Like any other market, the real estate market has fallen into inconsistency – especially in the previous years where prices have swung however which way. But the good thing is that, right now it is once again beginning to stabilise, with the help of certain market pressures that ease the fears of all stakeholders. Real estate markets can skew one way or the other, depending on location. Sometimes the market favours tenants and sometimes the market favours landlords. In a perfect market there will be a good balance between the two.
There are laws in place to help achieve a good real estate market balance. It can be found within the Landlord Tenant Law. The law is established in order to protect both parties and not just one. This is essential for a harmonious landlord tenant relationship.
As a tenant, you would want to be able to live peacefully and securely in your rental home without having to worry that your rental home might be infested, ill maintained, or be uninhabitable. As a landlord, you would want your investment property to not be abused, fall into dilapidation, or used for illegal purposes. Both would want to be safe, secure, and get good value for their investment. It is important to know your rights as a landlord or as a tenant in order to have the safety and security that the law affords.
For the sake of fairness, we will take a look at how the law affects both tenant and landlord. Let’s first start with understanding the rights of a landlord or property owner. Here’s what you need to know about your rights as a landlord or owner:
At the Federal level:
The Fair Housing Act is a federal law that states that it is unlawful to refuse to sell, rent to, or negotiate with any person because of that person’s inclusion in a protected class. Discrimination due to race, color, national origin, religion, sex, familial status, or disability is prohibited. It extends beyond leasing to include advertising, preventing landlords from marketing their properties to certain groups of people.
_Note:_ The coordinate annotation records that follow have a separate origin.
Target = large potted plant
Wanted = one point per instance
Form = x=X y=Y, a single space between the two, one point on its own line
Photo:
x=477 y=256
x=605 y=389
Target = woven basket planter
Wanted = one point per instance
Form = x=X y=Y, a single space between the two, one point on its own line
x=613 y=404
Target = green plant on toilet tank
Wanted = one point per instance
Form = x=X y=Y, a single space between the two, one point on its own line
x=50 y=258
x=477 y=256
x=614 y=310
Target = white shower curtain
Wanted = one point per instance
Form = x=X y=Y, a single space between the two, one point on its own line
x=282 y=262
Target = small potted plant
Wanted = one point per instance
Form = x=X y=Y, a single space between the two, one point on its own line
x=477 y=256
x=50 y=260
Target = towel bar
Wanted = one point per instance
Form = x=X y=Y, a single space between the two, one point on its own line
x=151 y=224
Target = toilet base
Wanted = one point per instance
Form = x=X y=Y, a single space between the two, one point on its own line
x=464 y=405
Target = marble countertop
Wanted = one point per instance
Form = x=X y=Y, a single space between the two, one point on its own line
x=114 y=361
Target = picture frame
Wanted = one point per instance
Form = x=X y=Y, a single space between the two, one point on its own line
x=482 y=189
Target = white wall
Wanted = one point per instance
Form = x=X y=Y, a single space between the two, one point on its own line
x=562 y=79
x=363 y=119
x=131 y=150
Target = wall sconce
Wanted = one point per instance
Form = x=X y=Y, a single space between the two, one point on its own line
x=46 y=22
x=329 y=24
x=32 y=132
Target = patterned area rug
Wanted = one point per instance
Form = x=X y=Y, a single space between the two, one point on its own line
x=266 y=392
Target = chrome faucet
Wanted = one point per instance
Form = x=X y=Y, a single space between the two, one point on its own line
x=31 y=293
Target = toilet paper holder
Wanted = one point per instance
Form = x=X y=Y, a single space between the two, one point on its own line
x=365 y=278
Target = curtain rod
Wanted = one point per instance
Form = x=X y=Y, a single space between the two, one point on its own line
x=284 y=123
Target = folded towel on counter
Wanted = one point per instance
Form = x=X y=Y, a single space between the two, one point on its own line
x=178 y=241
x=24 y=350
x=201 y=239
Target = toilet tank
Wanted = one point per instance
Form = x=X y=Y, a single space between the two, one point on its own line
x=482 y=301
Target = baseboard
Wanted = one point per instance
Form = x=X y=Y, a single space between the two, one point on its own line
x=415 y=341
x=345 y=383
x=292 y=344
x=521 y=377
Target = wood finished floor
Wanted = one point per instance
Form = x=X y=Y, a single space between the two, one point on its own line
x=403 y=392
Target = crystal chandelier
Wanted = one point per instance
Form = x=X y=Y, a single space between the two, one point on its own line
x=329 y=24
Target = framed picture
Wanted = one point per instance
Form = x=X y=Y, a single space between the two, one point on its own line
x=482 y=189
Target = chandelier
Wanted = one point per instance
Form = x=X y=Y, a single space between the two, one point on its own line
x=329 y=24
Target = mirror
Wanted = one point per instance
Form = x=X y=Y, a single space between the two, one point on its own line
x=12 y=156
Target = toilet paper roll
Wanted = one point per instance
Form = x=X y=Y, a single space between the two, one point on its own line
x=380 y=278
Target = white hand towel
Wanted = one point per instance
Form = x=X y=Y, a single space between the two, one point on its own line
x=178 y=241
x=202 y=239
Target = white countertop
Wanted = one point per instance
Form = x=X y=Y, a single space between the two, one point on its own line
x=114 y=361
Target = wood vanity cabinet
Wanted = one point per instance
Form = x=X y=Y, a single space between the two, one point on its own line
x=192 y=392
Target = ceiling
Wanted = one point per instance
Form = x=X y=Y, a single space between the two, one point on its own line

The Fair Credit Reporting Act is a federal law created to promote the accuracy, fairness, and privacy of consumer information contained in the files of consumer reporting agencies. It outlines the different procedures in which a landlord may use a tenant’s credit history for screening purposes. Under this act, a landlord has to get an applicant’s permission in order to run a credit report, provide information on the credit reporting agency used, and inform the applicant if information contained on the credit report was the basis for denial or adverse action.
It is best to familiarise yourself with these laws especially if you are a property owner, landlord, or property manager. Ignorance of the law excuses no one.
At the State level:
While laws would differ slightly by state, most laws at the state level are grounded on rules governing practical matters. Matters like a tenant’s rights and responsibilities and a landlords’ rights and responsibilities, lease terms and conditions, lease termination rules, handling of evictions, fees and charges, deposits, and legal handling are included in laws at the state level.
Most property managers are familiar with state landlord-tenant laws. Property owners/landlords should brush up on these laws in order to know their rights and what they are legally entitled to. If you are a landlord, you can brush up on your knowledge of the state laws here.
Your rights as an Owner:
Landlords rights, pertain mainly to the protection of their income investment. For example, the standard requirement of a monthly payment for rent, security deposits, fees (maintenance or association dues), and other items that are detailed in the lease agreement (like utility bills) – are all part of your rights as a property owner.
- You have the right to screen your applicants carefully – A landlord may screen applicants based on credit history, employment history, and income to determine their payment capability and if they will be a good fit. Keep in mind the premises of the Fair Housing Act which prohibits discrimination and requires landlords to provide the applicant with the name and address of the credit reporting agency should they decide to reject an application.
- You have the right to put your agreement in writing – A landlord can and should specify the rental agreement terms in a contract. The contract has to include the names of the tenants, the length of the tenancy, the amount of the security deposit, the party responsible for specific repairs, whether pets may live in the rental unit, and the amount of rent. Other terms that have been agreed upon can be included in this contract (e.g. forms of payments accepted, grace periods, due dates, fees, etc.)
- You have the right to inspect your property regularly – This is to prevent dangerous conditions and illegal activity in the premises. Landlords have to be sure that their property is not being used for any criminal activity and that it remains a safe and secure place for all tenants. Things that need to be repaired should be addressed right away otherwise there could be an oversight of health and safety regulations. Most states permit landlords to enter a rental unit for repairs, inspections, to show a prospective tenant, or in cases of emergency. In all cases, except in an emergency, the landlord has to notify (verbal or written) the tenant of their intent to enter, 24 hours before the visit.
- You have the right to make repairs and improvements as you see fit – It is your property and should you choose to install security cameras, a pool, gates, or anything that you deem will increase your property’s rental value or ensure the security of your property, you can do so.
- You have the right to evict tenants – Landlords have the right to evict tenants, but it must be for cause (such as nonpayment of rent).